Monday, June 24, 2013

"This only is the wedge-craft I have used."


OK, the title for this posting is not exactly what Shakespeare said (Othello, Act 1, Scene 3). But it's becoming clear to me as I continue to use BioFabric that putting lots of thought into creating informative edge wedge shapes (wedge-craft?) can pay off. It is well-known that many aspects of form (e.g. length, width, size, and curvature) are detected via preattentive processing, and this implies that BioFabric's edge wedges can take advantage of this perceptual "fast track" to enhance network visualizations.  
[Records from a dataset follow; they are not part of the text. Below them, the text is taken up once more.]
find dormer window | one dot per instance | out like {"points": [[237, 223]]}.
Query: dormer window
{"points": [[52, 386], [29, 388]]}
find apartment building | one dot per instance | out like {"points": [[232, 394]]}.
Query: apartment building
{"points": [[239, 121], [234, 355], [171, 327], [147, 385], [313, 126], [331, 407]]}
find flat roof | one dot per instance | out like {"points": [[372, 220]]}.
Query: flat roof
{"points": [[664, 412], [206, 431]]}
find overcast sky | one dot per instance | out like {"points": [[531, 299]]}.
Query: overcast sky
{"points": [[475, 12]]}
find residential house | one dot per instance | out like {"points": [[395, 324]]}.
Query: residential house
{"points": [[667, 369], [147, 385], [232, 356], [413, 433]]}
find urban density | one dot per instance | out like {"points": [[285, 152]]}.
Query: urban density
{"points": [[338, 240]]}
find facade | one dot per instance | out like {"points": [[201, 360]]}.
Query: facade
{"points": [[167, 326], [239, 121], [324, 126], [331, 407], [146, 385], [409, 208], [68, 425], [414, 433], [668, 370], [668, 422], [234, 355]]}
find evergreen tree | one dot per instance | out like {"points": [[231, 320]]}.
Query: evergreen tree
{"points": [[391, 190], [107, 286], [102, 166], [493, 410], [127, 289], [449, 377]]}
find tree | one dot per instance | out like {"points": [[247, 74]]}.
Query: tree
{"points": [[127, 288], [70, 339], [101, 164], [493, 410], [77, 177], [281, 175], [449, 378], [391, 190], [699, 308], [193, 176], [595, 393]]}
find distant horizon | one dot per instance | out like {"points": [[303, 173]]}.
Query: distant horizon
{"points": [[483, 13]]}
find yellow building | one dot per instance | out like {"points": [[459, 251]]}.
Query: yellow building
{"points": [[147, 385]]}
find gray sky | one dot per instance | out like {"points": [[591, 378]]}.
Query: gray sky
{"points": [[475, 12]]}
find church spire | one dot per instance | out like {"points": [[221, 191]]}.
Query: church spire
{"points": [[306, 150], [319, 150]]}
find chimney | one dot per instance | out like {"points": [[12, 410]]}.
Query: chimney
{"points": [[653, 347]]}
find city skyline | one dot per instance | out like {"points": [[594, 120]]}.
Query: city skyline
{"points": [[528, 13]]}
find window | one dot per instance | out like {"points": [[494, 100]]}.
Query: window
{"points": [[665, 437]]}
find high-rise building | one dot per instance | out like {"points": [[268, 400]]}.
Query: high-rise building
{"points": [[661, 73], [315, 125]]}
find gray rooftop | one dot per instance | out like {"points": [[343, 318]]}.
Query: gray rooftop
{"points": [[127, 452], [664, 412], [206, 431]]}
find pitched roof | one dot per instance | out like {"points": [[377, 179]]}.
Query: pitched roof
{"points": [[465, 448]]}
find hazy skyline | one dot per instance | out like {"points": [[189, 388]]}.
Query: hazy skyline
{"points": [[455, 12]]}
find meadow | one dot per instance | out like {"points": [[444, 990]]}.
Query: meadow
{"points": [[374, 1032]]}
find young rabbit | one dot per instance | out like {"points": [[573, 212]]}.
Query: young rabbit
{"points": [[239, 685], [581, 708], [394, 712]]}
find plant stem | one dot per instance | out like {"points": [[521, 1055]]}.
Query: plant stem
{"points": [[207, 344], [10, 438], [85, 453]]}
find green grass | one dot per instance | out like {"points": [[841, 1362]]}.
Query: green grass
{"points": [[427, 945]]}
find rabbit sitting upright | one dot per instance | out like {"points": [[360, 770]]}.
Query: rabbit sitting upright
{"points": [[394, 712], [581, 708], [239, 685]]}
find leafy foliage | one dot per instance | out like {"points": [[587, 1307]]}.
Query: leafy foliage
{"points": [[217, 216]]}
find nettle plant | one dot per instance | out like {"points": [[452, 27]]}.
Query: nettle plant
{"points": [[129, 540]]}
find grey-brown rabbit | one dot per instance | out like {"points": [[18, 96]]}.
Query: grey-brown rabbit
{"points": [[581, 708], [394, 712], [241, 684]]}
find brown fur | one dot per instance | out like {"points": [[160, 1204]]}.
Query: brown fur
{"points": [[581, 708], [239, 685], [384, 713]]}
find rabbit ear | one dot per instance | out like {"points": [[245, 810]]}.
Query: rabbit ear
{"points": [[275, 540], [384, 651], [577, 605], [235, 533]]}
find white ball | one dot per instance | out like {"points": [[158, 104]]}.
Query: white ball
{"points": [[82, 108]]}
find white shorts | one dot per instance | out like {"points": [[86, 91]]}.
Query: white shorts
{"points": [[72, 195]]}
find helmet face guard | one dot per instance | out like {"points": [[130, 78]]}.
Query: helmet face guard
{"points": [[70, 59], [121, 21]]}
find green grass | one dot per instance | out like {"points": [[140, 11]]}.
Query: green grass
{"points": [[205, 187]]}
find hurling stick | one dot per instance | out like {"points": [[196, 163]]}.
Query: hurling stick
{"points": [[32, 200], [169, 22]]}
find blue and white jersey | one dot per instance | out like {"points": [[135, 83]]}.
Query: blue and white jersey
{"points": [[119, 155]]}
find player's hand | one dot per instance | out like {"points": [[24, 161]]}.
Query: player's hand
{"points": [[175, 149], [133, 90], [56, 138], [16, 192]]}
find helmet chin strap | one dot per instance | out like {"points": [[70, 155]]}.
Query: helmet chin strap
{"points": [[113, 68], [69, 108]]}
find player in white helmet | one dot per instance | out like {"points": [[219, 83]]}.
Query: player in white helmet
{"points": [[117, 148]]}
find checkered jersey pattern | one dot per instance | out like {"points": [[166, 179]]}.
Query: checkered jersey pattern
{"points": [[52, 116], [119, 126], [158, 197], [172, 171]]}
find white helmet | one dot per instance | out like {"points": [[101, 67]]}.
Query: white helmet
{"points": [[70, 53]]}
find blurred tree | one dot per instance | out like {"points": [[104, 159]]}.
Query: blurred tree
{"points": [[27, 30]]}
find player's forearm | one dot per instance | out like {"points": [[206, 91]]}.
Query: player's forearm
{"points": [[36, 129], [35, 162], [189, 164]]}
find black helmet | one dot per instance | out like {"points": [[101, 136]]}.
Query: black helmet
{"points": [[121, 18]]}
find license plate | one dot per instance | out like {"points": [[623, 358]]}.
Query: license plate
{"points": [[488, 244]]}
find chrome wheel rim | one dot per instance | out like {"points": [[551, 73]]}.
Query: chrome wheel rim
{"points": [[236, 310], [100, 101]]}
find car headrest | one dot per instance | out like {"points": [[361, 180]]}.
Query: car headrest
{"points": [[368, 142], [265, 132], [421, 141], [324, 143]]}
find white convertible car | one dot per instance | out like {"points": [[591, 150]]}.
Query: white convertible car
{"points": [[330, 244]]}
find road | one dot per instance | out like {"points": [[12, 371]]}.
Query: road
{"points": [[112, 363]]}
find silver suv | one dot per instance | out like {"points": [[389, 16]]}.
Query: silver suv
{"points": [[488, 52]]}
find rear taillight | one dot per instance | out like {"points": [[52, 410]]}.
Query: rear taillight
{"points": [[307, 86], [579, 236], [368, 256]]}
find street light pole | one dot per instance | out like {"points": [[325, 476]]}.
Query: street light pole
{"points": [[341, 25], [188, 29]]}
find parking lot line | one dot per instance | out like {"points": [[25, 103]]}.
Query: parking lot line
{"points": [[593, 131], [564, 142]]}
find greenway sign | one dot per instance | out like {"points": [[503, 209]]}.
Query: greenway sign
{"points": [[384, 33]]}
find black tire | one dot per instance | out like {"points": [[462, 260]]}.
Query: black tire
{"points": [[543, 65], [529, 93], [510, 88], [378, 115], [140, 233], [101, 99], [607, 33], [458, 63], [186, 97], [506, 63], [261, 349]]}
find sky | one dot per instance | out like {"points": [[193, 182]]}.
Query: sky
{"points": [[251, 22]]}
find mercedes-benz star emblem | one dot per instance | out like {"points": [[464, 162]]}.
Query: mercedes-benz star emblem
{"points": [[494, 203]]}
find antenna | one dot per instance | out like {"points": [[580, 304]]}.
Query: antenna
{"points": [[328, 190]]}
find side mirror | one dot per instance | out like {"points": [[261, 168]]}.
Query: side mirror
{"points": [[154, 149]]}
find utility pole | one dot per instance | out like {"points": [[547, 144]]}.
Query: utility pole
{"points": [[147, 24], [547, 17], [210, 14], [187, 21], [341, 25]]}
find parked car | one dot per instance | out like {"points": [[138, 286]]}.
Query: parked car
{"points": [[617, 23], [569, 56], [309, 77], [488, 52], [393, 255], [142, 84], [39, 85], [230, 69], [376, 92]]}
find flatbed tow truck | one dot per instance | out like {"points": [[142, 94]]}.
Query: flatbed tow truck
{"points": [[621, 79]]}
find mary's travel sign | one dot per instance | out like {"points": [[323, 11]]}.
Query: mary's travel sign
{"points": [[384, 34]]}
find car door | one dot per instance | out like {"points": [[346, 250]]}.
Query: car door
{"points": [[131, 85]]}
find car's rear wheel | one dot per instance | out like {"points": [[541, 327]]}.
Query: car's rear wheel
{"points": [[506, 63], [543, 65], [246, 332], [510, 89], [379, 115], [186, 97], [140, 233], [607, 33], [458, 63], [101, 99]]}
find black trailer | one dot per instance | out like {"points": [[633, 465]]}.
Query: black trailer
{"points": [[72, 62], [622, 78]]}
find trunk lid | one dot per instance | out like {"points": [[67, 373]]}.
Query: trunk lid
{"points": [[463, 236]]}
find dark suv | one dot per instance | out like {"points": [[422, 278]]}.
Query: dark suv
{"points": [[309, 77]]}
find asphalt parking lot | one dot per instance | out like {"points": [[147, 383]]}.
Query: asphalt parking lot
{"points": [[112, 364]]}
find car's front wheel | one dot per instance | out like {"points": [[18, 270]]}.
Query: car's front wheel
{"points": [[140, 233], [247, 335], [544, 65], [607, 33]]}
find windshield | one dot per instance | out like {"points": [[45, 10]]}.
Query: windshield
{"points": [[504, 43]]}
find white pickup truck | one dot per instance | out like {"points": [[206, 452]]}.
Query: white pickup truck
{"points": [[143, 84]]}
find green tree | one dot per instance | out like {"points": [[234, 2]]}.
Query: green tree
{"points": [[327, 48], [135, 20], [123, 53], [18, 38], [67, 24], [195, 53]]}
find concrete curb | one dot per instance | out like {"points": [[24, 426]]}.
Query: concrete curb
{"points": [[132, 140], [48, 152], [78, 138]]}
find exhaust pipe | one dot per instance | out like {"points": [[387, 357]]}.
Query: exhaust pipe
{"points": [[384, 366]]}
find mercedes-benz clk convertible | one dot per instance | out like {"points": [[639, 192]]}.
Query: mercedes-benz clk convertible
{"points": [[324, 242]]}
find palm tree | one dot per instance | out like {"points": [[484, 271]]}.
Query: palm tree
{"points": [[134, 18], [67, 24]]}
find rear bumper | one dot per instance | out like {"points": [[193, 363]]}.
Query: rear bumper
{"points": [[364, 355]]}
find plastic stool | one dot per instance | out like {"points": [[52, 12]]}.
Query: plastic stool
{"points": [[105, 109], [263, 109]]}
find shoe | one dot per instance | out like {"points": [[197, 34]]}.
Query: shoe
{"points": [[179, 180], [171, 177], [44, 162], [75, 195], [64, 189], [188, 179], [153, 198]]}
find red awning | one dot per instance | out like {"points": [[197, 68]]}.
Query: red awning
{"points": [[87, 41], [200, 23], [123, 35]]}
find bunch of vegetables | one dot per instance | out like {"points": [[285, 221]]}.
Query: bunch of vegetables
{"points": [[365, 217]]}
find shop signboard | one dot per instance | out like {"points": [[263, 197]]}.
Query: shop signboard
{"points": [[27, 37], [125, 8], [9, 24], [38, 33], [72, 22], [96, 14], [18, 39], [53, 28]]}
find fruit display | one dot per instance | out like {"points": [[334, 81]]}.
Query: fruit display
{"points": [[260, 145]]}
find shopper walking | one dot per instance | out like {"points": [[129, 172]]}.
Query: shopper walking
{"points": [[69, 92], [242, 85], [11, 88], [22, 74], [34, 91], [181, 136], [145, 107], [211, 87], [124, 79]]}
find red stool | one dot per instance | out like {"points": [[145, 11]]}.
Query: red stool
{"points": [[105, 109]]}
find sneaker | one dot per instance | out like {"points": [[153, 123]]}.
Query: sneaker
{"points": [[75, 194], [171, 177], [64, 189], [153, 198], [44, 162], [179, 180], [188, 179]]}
I expect this to be my final post on my World Bank network (phew!), and I want to use this to show how edge wedges allow the viewer to quickly extract information from a BioFabric network. If you've been following this blog for a couple months, the World Bank network should be familiar to you. But if not, I'll provide a quick summary of the posts. The network was introduced on April 11th, and explained further on April 13th. It was used as an example to describe how to build submodels on April 21st, and also how to use the Compare Multiple Nodes feature on May 20th

But the most important background for today's post is the May 11th Pitching Wedges post, where I talked about how the edge wedge for each borrower country is organized. Reading that post is a prerequisite for understanding this one! Finally, the post on May 22nd highlighted a network feature (thick vs. thin umbilicals to global player suppliers) that is closely related to today's topic, and is good background as well.

This post will show how the judicious organization of edge wedges can make it easy to quickly compare how each country contracts out to suppliers using its World Bank loans. I'm going to do that by showing four different countries, which are shown below together in a single view. From left to right, the countries are Nicaragua, Madagascar, Peru, and Ethiopia. Let's look at each one in turn, though in a different order.

Comparing all four countries at once

OK, last chance to go back and review the Pitching Wedges post, or the following is not going to make any sense, since I'm not going to redefine terms like "global players", nor review how the wedges are organized. Also, the images below (though you can click on them to make them larger) are low resolution, so loading up the network directly in BioFabric using the downloadable .bif file is the best way to explore these countries in detail.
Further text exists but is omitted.